Proposition de directive du Parlement européen et du Conseil concernant la gestion de la sécurité des infrastructures routières.


E3264 déposé le 18 octobre 2006 distribué le 23 octobre 2006 (12ème législature)
   (Référence communautaire : COM(2006) 0569 final du 5 octobre 2006, transmis au Conseil de l'Union européenne le 5 octobre 2006)

Constatant que la sécurité des infrastructures routières n’a pas encore fait l’objet d’efforts conjoints au niveau communautaire – à la différence, par exemple, de la sécurité des véhicules – la Commission propose que la sécurité soit intégrée dans toutes les phases de la planification, de la conception et de l’exploitation des infrastructures routières dans le réseau transeuropéen de transport (RTE-T).

En revanche, la proposition de directive ne s’applique pas aux tunnels routiers, lesquels sont couverts par la directive 2004/54/CE.

Le système ainsi préconisé repose sur les quatre phases suivantes :

– évaluation des incidences sur la sécurité routière des nouveaux projets d’infrastructures routières ;

– audit de sécurité à chacune des phases de conception et de réalisation du projet ;

– rectification ou amélioration des aménagements existants au regard de la sécurité des usagers ;

– inspection de la sécurité du réseau en exploitation.

La proposition de directive comporte quatre annexes qui fixent le détail des procédures relatives : à l’évaluation des incidences sur la sécurité routière ; aux audits de la sécurité routière et à la gestion des tronçons à haut risque ; à la gestion de la sécurité du réseau et à l’inspection de la sécurité et aux données devant figurer dans les rapports d’accidents.

La Commission indique que ces procédures existent déjà et sont appliquées à des degrés variables dans certains Etats membres.
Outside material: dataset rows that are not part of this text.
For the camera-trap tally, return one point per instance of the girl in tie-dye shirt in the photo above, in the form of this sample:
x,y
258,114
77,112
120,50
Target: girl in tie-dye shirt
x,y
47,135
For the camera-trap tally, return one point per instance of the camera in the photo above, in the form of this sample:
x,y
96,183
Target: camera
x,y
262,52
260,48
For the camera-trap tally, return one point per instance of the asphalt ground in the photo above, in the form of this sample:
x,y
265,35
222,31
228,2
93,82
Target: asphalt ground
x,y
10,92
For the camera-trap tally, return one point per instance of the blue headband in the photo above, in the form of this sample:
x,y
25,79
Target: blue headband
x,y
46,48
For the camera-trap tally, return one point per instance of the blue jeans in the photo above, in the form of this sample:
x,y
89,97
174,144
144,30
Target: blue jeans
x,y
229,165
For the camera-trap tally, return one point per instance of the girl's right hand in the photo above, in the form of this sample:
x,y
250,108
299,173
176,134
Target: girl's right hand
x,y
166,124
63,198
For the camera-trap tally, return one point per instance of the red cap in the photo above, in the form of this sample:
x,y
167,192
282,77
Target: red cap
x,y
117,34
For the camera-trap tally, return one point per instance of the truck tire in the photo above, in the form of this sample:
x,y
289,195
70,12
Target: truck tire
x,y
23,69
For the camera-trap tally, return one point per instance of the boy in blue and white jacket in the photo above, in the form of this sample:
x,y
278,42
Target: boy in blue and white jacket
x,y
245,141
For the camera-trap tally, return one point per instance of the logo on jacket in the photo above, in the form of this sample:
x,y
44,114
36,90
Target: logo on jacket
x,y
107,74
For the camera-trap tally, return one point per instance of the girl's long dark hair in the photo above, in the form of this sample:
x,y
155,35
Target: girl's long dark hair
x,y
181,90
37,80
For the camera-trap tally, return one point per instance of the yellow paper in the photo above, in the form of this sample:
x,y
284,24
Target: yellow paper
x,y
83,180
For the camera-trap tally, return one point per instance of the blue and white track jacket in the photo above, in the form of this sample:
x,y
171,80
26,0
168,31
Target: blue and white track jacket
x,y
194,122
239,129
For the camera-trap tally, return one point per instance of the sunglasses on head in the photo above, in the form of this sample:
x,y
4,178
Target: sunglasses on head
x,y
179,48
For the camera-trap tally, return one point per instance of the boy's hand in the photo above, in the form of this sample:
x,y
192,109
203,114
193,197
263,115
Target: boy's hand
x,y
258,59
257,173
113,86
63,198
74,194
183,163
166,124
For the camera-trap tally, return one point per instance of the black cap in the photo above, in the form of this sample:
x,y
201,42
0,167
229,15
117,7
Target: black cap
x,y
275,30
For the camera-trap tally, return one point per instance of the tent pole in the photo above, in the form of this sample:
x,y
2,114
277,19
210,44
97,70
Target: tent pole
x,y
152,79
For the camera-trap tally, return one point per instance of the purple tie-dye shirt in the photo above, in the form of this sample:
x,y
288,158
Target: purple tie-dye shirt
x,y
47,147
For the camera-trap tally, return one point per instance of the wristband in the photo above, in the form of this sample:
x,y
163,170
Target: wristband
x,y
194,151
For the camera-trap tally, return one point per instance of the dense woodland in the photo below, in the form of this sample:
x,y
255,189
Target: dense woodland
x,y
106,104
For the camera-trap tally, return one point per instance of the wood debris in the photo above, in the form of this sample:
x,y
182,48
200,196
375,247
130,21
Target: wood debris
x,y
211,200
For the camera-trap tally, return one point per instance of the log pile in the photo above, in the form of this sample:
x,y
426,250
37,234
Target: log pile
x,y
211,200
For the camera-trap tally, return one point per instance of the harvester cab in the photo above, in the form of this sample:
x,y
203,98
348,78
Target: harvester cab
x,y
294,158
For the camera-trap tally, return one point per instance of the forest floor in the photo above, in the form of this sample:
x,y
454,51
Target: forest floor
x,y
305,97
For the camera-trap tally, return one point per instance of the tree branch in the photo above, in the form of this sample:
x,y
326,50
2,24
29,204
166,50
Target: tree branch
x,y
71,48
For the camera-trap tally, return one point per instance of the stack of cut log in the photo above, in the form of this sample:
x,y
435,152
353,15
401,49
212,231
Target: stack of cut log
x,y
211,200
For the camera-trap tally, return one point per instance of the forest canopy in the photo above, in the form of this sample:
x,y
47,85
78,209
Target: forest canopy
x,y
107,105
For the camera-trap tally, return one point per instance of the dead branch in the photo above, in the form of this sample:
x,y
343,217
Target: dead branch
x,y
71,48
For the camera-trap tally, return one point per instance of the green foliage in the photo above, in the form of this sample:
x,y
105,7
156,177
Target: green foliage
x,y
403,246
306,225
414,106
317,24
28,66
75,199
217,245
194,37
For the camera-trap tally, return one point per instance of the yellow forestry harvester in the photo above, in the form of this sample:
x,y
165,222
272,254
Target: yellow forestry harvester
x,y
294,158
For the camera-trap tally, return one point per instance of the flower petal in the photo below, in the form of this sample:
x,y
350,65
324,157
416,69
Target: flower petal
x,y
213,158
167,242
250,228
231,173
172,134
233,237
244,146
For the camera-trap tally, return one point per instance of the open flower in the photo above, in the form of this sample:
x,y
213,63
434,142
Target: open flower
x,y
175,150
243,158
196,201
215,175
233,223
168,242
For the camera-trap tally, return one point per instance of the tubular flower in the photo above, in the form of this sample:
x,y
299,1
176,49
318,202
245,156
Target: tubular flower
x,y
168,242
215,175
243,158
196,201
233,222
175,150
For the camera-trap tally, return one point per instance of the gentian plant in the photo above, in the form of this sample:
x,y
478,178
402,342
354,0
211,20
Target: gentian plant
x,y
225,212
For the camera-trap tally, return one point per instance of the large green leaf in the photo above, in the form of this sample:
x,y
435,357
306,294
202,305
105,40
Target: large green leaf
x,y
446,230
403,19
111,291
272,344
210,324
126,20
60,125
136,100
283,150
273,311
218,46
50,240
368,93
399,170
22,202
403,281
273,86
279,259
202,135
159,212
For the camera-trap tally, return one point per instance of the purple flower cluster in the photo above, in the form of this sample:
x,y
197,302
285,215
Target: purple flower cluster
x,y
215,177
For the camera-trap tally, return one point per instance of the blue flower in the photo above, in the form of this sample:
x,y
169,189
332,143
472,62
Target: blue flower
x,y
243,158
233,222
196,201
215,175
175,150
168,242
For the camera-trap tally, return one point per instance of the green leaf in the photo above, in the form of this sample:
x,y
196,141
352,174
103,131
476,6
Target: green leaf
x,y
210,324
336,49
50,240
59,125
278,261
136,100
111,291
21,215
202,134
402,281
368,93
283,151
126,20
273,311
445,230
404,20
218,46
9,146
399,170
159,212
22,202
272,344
C’est le cas, par exemple, du réseau routier national en France.

L’objectif est donc – selon la Commission – d’étendre les mesures proposées à l’ensemble des Etats membres, sans définir de normes techniques ni d’exigences, mais en laissant les Etats membres libres de conserver les procédures existantes ou d’instaurer les leurs.

Il convient de souligner que le dispositif proposé est un processus évolutif. En application de l’article 10, alinéa 5, la Commission pourra être amenée, sur la base des rapports de mise en œuvre que les Etats devront lui envoyer et dans le cadre d’un Comité de réglementation, à faire des propositions au Parlement et au Conseil.

L’application de la proposition de directive peut, selon une étude d’impact commandée par la Commission, réduire chaque année le nombre de tués de 600 et le nombre de blessés de 7 000, ce qui correspond, pour les axes du RTE à une réduction comprise entre 12 % et 16 % pour les tués et entre 7 % et 12 % pour les blessés.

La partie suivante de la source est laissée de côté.